HTLeoo commented 2 years ago

Hi Mathias, I notice that you trained EV-FlowNet on DSEC for Comparison, but I am not sure the parameters setting. I want to know if the data setting is always consistent with the one used on training E-RAFT. (e.g. the voxel bins ==15 in loader-dsec.py)

By the way, since the GT flow in test dataset is unavailable, I randomly split the training set for training and testing, and found that the domain gap caused by day/night sequential difference is obvious.

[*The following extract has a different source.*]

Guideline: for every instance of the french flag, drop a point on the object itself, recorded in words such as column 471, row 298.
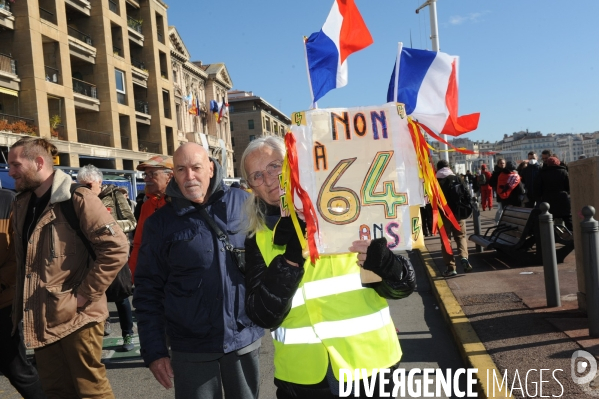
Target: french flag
column 343, row 33
column 428, row 87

Does that influence the training result a lot ?

magehrig commented 2 years ago

Hi @HTLeoo

EV-FlowNet: Yes, we used exactly the same setting.

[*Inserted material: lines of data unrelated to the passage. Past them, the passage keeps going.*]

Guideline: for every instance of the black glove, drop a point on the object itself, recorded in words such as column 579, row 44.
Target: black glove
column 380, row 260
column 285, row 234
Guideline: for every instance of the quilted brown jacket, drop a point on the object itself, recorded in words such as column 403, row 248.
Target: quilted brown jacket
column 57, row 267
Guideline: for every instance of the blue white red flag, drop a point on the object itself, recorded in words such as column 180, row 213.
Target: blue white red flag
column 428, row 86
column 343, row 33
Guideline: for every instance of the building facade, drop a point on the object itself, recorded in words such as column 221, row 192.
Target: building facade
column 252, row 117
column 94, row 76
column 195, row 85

Dataset split: We found that the night sequence leads to higher errors in the angular error metric while the EPE metric was comparable to EPE in day sequences. The EPE is mostly high for the fast-driving sequences, e.g. interlaken_00_b. For finding a good architecture and hyperparameters, a random train split is fine. It's important to do data augmention because the dataset is not so large (at least random flipping and cropping). Before you submit, I would train on the full training set and use a One-Cycle learning rate schedule and then take the last checkpoint to do a forward pass on the test samples. You can also save the last N checkpoints and submit the test samples with each checkpoint (it's ok to do this) to achieve the best possible result. The One-Cycle learning rate schedule is quite helpful, I found out with later experiments.

HTLeoo commented 2 years ago

@magehrig Thanks a lot. I will try One-Cycle learning rate schedule as well.